Don’t you hate it when another artist manages to tell your own life story better than you probably ever could? I saw 500 Days of Summer yesterday, and it’s basically the story of me and one of the guys I went out with recently. Making it all the more awkward was the fact that I happened to be seeing it with that guy, the two of us having chosen the movie basically because of the cast and commercials or whatever, and not really knowing what it was about beforehand. Early in the movie, my friend (We’re friends now) started laughing at some of the comments made by the main character and whispered that he reminded him of me a lot. By the time that the character was talking to the girl he was seeing in the film about how he wanted a title, and she was hesitant about the two of them being official and he was playing it off like he agreed with her and didn’t care, I was thinking that I should send the filmmakers a letter demanding royalties, because I remember very distinctly having written that dialog in conversation with the guy I was sitting next to, just a few months ago.

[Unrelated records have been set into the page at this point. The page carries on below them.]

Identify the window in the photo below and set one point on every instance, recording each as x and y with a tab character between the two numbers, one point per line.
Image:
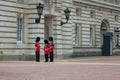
76	34
47	2
116	18
92	14
20	1
19	27
78	12
91	36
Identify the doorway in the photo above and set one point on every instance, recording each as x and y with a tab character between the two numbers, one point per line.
48	26
104	28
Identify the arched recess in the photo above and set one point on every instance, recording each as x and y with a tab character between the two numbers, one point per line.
105	27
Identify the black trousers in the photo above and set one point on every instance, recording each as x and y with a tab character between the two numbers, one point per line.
46	57
37	54
51	56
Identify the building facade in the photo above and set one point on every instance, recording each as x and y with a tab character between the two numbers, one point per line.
81	36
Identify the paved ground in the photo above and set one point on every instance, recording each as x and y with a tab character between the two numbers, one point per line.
84	68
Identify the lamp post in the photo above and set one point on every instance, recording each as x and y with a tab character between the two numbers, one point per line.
117	35
67	14
40	11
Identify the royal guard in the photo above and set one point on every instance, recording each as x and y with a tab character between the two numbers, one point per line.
51	49
46	50
37	49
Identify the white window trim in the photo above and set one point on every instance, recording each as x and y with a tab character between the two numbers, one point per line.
20	15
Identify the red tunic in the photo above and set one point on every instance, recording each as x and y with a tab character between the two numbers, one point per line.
46	49
37	47
51	47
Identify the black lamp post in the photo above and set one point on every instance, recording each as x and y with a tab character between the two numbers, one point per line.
67	14
117	35
40	11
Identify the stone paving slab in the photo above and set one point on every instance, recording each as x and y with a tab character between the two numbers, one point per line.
91	68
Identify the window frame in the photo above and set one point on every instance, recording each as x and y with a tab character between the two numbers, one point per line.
20	26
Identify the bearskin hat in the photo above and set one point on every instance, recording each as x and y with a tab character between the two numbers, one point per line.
50	38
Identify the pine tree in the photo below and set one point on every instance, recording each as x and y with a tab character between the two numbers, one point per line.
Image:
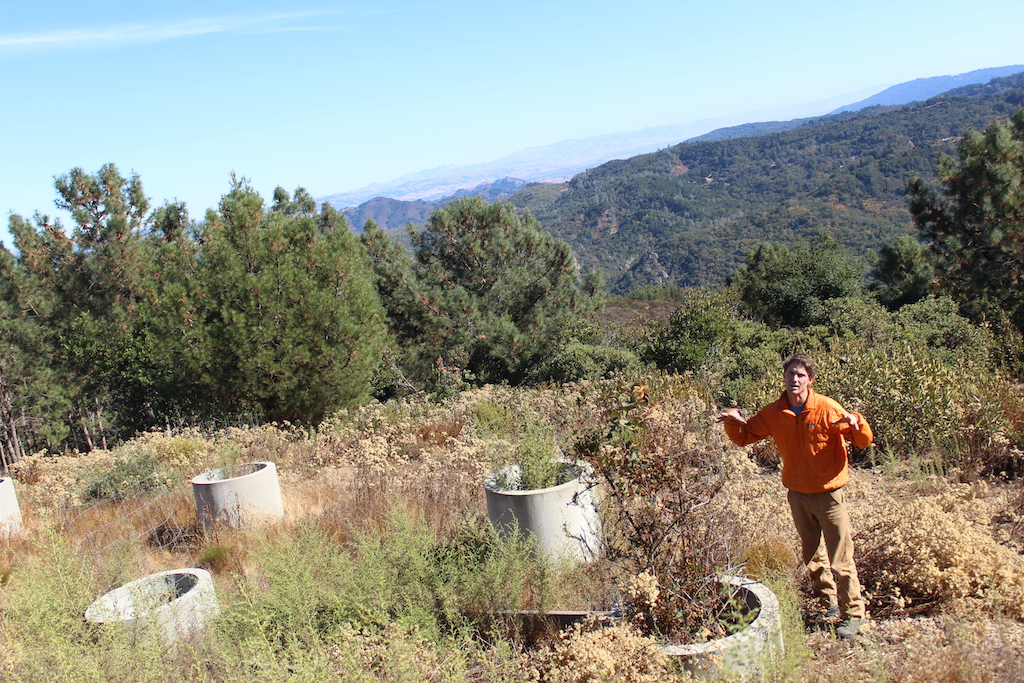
489	292
296	327
975	227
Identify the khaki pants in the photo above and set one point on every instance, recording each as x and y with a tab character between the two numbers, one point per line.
826	546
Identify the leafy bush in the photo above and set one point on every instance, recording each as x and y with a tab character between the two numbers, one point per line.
579	361
699	331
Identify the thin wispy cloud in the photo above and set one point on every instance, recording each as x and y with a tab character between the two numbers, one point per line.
122	35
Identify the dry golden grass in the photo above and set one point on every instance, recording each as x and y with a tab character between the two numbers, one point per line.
940	560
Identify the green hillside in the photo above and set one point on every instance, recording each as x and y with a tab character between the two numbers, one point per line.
688	214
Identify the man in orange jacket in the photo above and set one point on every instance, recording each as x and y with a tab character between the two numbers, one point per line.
810	431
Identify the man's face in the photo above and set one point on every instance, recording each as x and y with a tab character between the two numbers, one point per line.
797	381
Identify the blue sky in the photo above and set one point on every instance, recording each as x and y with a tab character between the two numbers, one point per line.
335	95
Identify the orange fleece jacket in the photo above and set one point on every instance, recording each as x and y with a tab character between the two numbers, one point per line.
814	457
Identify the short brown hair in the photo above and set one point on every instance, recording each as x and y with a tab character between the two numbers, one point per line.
801	359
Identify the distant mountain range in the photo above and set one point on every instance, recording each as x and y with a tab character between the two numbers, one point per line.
561	161
688	214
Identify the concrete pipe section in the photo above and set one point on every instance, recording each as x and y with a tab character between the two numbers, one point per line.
563	519
175	604
744	653
239	495
10	511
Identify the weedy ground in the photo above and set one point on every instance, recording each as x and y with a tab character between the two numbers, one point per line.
384	566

I think the only scene in the movie that I haven’t experienced in some way yet is probably the last one, where he meets a new girl named Autumn, (The previous girl having been named Summer, hence the title of the movie) and we’re meant to believe that she is in fact his soul mate, or they were meant to get together, or something like that.

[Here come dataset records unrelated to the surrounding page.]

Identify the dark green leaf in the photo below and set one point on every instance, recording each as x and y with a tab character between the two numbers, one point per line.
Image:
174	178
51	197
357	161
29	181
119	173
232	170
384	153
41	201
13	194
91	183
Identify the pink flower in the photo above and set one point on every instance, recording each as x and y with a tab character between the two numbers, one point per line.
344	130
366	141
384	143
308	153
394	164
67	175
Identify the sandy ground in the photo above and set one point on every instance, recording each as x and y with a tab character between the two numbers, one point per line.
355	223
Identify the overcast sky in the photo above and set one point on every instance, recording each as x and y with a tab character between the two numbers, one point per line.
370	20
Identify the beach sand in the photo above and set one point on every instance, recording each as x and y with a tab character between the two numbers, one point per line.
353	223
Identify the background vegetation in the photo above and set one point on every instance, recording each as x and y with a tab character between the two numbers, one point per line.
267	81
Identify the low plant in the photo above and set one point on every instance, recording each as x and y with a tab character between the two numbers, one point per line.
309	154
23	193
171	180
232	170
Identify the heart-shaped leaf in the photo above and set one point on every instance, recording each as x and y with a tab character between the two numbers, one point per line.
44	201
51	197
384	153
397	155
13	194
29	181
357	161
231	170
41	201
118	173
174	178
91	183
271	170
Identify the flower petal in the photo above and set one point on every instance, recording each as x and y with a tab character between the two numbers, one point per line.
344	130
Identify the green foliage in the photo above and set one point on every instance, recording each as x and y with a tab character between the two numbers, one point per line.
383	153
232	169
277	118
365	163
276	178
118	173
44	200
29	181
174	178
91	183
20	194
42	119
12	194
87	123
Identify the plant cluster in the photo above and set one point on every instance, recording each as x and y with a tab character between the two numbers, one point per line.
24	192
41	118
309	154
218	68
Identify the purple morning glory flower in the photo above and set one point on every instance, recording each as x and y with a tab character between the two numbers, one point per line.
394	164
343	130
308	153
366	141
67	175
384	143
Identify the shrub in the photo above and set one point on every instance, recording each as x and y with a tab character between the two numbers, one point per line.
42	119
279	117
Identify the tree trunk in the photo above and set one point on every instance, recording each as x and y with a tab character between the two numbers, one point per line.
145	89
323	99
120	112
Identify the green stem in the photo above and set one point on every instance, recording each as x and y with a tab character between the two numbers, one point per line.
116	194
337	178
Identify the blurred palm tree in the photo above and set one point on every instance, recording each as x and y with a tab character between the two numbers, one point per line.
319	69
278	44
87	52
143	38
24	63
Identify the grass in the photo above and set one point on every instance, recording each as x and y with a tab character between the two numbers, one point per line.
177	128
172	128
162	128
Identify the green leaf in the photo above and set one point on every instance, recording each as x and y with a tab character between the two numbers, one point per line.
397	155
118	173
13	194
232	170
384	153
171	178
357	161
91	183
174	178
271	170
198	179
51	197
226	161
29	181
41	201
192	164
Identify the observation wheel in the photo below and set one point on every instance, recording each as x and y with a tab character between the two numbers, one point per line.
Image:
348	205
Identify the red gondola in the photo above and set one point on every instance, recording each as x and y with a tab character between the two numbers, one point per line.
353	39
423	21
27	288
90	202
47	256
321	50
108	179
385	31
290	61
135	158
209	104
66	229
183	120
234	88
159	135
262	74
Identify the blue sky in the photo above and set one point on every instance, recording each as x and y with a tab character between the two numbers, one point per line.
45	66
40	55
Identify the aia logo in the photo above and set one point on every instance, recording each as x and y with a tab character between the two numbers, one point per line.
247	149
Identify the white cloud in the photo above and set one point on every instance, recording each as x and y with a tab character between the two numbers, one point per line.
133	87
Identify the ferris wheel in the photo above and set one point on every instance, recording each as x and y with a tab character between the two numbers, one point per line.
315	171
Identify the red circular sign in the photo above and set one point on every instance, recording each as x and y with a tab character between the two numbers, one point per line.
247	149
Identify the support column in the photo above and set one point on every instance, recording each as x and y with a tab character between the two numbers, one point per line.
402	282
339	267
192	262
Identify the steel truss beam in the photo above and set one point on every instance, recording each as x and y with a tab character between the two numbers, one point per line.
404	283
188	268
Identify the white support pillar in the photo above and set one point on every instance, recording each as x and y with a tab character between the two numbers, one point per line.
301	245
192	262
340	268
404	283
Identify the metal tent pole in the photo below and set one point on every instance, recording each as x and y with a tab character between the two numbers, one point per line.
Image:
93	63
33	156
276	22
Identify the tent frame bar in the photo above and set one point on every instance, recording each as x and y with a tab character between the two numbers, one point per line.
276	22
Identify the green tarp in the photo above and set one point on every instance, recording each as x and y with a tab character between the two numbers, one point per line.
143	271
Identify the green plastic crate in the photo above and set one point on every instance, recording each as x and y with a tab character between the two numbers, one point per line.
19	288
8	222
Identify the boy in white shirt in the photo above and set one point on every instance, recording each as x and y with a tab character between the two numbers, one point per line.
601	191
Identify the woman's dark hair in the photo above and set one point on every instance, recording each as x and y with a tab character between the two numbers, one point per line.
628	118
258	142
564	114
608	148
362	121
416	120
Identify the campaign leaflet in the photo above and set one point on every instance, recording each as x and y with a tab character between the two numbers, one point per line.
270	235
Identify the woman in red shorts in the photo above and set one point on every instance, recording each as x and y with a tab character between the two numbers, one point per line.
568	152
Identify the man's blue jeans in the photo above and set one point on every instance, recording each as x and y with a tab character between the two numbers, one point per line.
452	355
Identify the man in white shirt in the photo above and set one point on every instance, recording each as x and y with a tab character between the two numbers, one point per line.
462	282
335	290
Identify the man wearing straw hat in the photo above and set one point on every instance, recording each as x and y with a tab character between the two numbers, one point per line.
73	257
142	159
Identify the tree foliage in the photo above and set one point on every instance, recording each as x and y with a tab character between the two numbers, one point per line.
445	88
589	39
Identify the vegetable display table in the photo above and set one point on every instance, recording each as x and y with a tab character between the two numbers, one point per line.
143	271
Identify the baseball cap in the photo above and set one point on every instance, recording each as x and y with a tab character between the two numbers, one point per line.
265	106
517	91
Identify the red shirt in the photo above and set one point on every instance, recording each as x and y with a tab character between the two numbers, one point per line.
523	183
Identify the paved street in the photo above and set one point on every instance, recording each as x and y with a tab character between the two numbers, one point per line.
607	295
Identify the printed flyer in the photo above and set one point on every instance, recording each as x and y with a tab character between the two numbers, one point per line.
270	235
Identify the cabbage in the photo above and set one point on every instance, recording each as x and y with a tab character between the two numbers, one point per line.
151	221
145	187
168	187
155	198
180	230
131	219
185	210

I go back and forth with myself about whether I am still expecting that last scene to play itself out for me but I do, in between my phases of whorishness, consider myself to be a romantic at heart. Anyway, It was a better movie than I expected and one of very few heterosexual romantic comedies that I’ve really felt an identification with. There are bits in a lot of Woody Allen movies that I can link up to scenes in my own personal drama, and I’m told (By an ex boyfriend who got very quiet and sullen upon watching the film with me), that I bear a strong resemblance to John Cusack’s character in High Fidelity. I’ve seen a lot of myself in Eternal Sunshine of the Spotless Mind, but that’s simply one of the best films ever made about relationships, and I think anybody who’s ever been broken up with and felt the experince very deeply will find that movie able to speak to them.

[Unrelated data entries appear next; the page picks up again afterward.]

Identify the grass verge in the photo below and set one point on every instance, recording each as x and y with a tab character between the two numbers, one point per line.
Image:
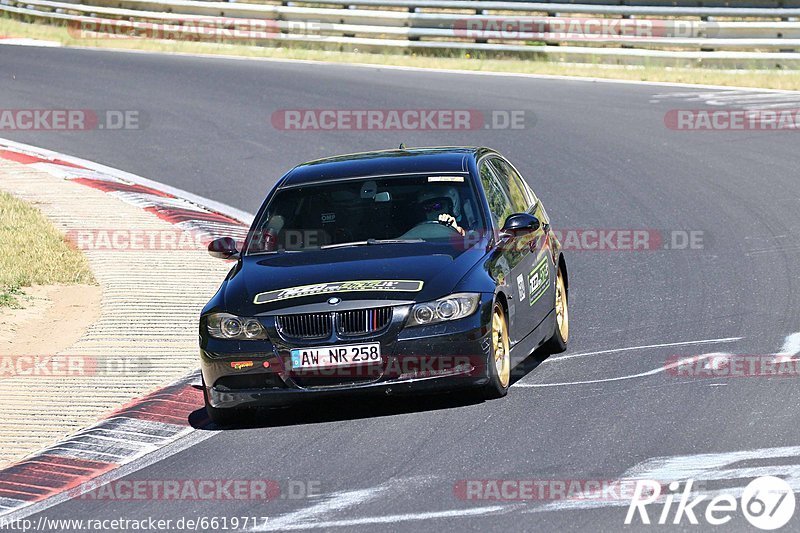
770	79
33	252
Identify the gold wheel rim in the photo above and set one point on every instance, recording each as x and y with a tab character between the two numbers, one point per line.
502	359
562	311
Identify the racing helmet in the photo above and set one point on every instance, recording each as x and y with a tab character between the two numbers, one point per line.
431	193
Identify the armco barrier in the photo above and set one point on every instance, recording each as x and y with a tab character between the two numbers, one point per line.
764	34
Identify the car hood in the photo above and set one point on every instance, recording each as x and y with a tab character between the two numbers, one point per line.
406	272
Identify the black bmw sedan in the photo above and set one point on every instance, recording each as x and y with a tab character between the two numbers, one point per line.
409	270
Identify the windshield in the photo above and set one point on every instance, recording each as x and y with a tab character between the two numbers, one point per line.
369	211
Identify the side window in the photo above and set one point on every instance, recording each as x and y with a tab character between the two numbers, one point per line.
496	195
522	198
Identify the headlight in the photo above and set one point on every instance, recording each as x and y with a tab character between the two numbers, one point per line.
450	307
225	326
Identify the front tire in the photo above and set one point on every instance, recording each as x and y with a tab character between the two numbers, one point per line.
498	364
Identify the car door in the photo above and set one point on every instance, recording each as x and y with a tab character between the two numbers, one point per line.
541	274
510	265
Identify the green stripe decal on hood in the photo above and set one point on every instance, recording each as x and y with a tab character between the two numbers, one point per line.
370	285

Sometimes I’m irritated with these things, sometimes not. Blood on the Tracks almost makes anybody writing about a breakup superfluous, because it says just about everything and says it better than you ever will. But I guess the point isn’t just to say it, but to say it in your own voice. To paraphrase Stanley Kubrick, every story’s been told, and it’s our job to tell it a little bit better. That’s intimidating too, though. It takes a lot of balls to say that you want to tell something better than Stanley Kubrick or Bob Dylan or Charlie Kaufman told it. So I’ll settle for the goal of telling it in my own way.
What all this has to do with the above picture is that I recently discovered the R. Crumb collection Gotta Have ‘Em, which is a compilation of his portraits and sketches of the women in his life. It’s arranged chronologically, and in the introduction he explains that he sees it as an autobiography of sorts, through his observations of the people in his life. The description struck me because, as people going to this website may have noticed, one of the things I’ve been working on recently is a collection of drawings of the guys that have played various roles in my life recently, and I’ve given a lot of thought to how these different series of comics and illustrations I’m doing can eventually be combined into a series of collections (The first one is planned to be called, Hot Mess) that would comprise a sort of, well, autobiography.
So, hey, should I be surprised that whatever I come up with, one of my heroes has probably already done something similar and grander? I guess it’s something you have to live with. Yep. But, like I was saying, I’ll just have to try to do it in my own way… And I’m pretty sure that R. Crumb wouldn’t really want to draw any of the boys that I’ve decided to draw, and if he did, I’m pretty sure that they wouldn’t evoke the same feelings for him that they do for me. None of them, afterall, have giant butts or bird heads. So, with that overlong explanation, I’ll link to the actual purposed of this post: a new galley of my boy portraits on comicspace.com/rickworley .








I’ve read a couple of different interpretations of the last scene of (500) Days of Summer… in one, Autumn is supposed to be the be-all soul mate he’s been looking for; in the other, she will simply be another repeat of what happened with Summer with the main character never having learned a lesson from the first iteration.
I don’t know which to believe because both are plausible. The fact that love (and relationships) often hurt like hell is certain a theme in the movie, but the ending is much like a glass with water filled to the half way mark: is it half empty or half full? To a point, I think the writer leaves us with that question: do we believe in love? Our choice in that belief colors our perception of the end scene.